2020 Food & Health Trends: CBD in Foods, Beverages, and Much More
This is part four of a 10-part series defining the top food & health trends of 2020.
CBD was one of the top-selling supplements in 2019 with end-of-year sales expected to exceed $1 billion, a 133% increase over 2018 sales. And this type of growth is only expected to continue. In fact, CBD sales are predicted to exceed $10 billion by 2024 as more consumers gravitate toward more natural ways to address health issues like stress and anxiety.
Right now, most CBD products can be purchased in forms like oils, capsules, and topicals. So it makes sense that food manufacturers would be eager to jump into the market with CBD-fortified foods and beverages with the demand we've seen. A few smaller companies have done this, but other food manufacturers have been a bit more tentative, keeping possible product formulation under wraps. The reason is that adding CBD to food products is murky, because the FDA still hasn't defined a process or guidelines around the extract.
The Red Tape
More specifically, the holdup is because adding CBD to foods and drinks complicates an already-gray area of legislation and regulation. This all started when the 2018 Farm Bill legalized the sale of hemp that contains 0.3% or less of the cannabinoid THC. Both hemp and marijuana come from the cannabis plant and contain compounds known as cannibinoids. The difference is that marijuana contains much higher levels of THC, which has psychoactive properties. Hemp contains significantly less THC but contains higher levels of the cannabinoid CBD, which does not have psychoactive effects and has been associated with potential therapeutic benefits.
The Farm Bill also gave states the right to determine their own regulation. Most all states have since passed some type of legislation that broadens the sale or usage of hemp-derived CBD, which makes it hard to keep legislation straight among states. But when it comes to adding CBD to food and beverage, the primary complication stems from CBD no longer being a controlled substance. It now falls under the FDA's realm of oversight for dietary supplements and foods. Since this happened, the FDA has been working to clarify regulation, since it's currently illegal to sell CBD as a dietary supplement or food product. Confusing, right?!

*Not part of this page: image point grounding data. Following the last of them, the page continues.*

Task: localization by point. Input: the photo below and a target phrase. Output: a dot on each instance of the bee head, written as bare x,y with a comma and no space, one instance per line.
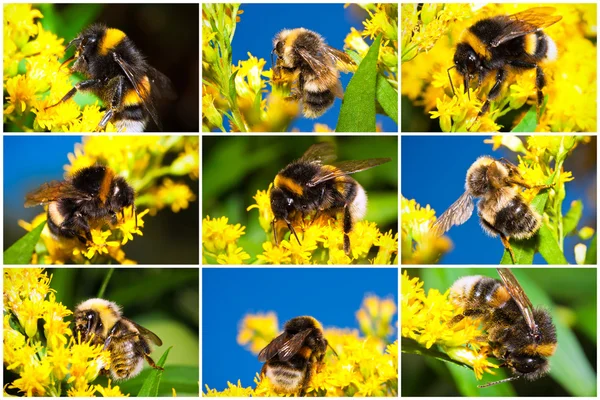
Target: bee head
281,204
467,63
122,196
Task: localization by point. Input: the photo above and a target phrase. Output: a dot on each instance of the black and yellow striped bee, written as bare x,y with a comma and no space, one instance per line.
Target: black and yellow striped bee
293,357
304,52
506,43
501,208
118,73
519,334
310,185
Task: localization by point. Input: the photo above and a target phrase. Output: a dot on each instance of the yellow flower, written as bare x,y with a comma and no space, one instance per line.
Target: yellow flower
429,319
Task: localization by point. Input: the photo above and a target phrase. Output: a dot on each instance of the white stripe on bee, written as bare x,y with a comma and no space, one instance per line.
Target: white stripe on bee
286,378
461,289
552,52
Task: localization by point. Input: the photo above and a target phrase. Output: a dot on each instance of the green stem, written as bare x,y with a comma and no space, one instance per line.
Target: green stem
105,282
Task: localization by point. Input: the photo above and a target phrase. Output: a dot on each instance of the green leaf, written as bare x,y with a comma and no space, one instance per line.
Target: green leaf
387,97
572,217
525,249
358,107
151,384
22,250
591,256
529,121
549,248
411,346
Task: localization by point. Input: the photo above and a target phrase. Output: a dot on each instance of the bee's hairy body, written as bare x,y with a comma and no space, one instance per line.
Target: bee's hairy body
507,330
291,373
501,207
506,42
305,52
341,194
100,322
117,73
92,194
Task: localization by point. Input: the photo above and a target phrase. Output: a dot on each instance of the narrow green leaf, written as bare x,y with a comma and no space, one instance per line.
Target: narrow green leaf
525,249
22,250
572,217
411,346
549,248
387,97
151,384
358,107
591,256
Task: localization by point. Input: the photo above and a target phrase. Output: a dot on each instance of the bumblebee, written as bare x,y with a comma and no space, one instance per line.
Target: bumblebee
506,43
100,322
309,185
117,72
92,194
501,208
521,336
293,357
304,53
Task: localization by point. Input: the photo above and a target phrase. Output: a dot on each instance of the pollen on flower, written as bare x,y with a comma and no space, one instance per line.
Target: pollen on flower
49,362
430,320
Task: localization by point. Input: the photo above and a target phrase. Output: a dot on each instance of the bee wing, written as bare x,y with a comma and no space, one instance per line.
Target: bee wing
457,214
135,78
517,293
272,348
293,345
321,152
528,21
145,332
52,191
341,60
345,168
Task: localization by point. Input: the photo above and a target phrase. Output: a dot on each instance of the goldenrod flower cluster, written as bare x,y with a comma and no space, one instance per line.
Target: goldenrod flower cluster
321,240
541,159
366,366
219,241
428,319
429,38
39,346
419,244
236,91
141,161
33,79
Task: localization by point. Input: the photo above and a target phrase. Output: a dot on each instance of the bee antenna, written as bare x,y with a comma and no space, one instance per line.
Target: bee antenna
512,378
332,349
450,79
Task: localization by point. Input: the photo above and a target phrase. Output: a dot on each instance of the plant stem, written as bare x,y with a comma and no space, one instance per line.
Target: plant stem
105,282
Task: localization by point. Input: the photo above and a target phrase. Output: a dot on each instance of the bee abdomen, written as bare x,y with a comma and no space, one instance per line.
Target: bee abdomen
517,219
315,103
284,377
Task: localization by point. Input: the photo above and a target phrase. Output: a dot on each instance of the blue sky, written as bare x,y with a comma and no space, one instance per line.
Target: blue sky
261,22
433,172
331,295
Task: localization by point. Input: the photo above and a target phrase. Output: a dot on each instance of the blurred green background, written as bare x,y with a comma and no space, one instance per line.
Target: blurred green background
167,35
570,296
163,300
234,168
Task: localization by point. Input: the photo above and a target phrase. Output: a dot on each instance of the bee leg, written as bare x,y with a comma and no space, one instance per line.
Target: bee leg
494,92
116,86
347,230
83,85
151,362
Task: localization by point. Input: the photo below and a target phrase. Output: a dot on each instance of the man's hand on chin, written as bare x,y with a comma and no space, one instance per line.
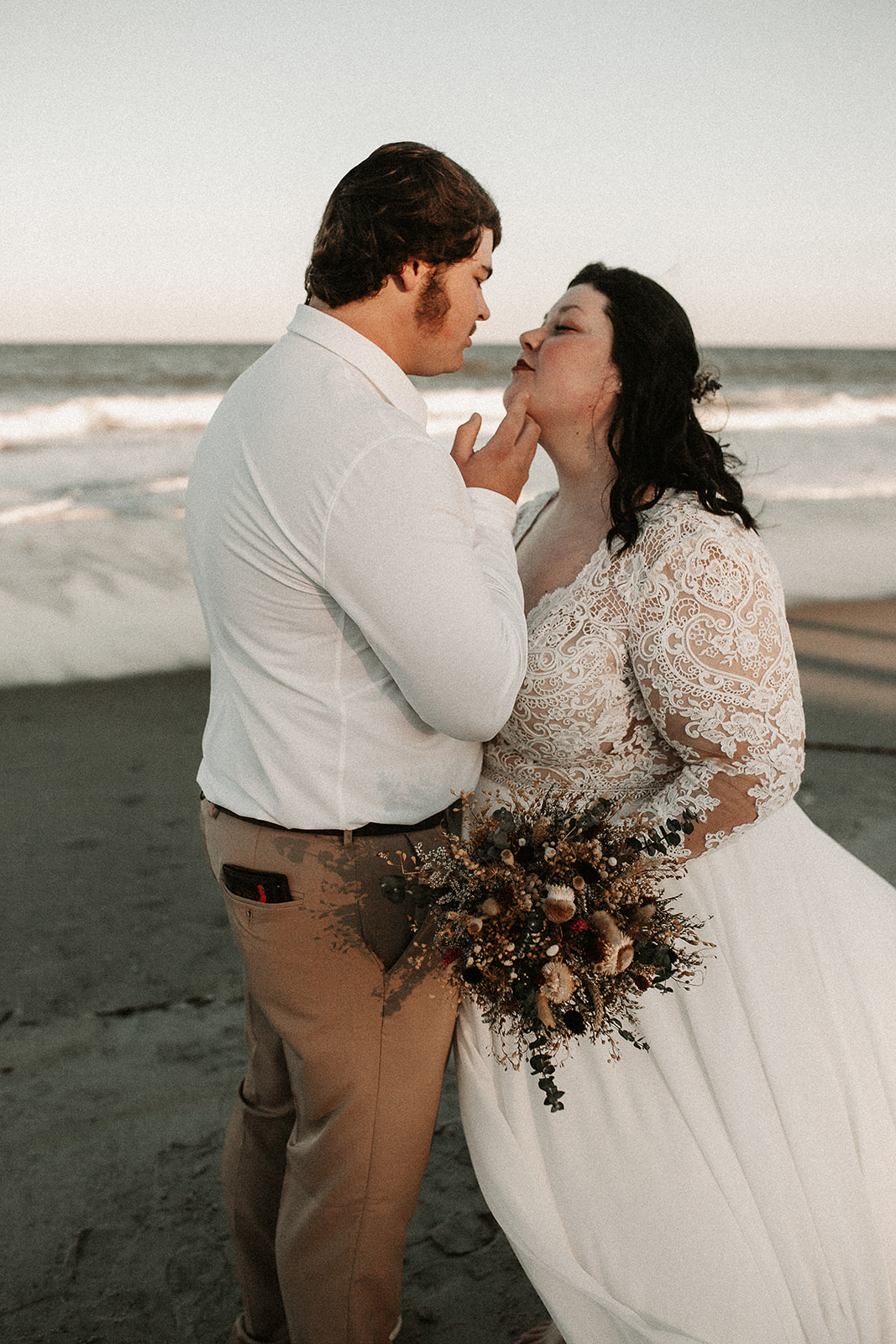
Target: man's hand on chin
503,464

One reason the FDA hasn't moved more swiftly to green light food and beverage uses is that there's still limited research on CBD's safety and efficacy due to its previous designation as a controlled substance. Granted, available research is promising, but most studies were small and done in labs or with animals. A lack of regulation and quality control in CBD production is another reason why the FDA has been slow to loosen regulations around food. Currently, the majority of states don't have any testing or oversight of what is in CBD products. The result is that when researchers at Penn Medicine analyzed online CBD products, they found that 70% had either more or less CBD than what the product label indicated. Some also contained THC amounts greater than 0.3%.
So What's Next?
Currently, manufacturers put themselves at risk for FDA disciplinary action if they sell dietary supplements or foods with hemp-derived CBD. In fact, the FDA sent warning letters to 15 companies in November 2019 for selling CBD as supplements and/or adding CBD to food. But demand for products like these continues to grow, and this will likely cause the FDA to take a stand. We predict 2020 to be the "Year of CBD Foods." But... it's undetermined if this will be due to new regulations that sometimes allows for the addition of CBD, or due to the FDA increasing disciplinary action for manufacturers not following the regulations.
In the meantime, there are a few things to keep in mind if you choose to use CBD supplements or CBD-fortified food products.
Don't use it in place of current medications.
Never use CBD as an alternative to your current medications. Consider it a way to possibly augment what you are already doing, and make sure your doctor is aware to prevent any potential drug interactions.
With little quality control in manufacturing, this means CBD (and potentially THC) content can very greatly even among products of the same brand.
Choose one that has quality control testing done by an outside lab.
But this still doesn't ensure that the product actually contains what is specified on the label.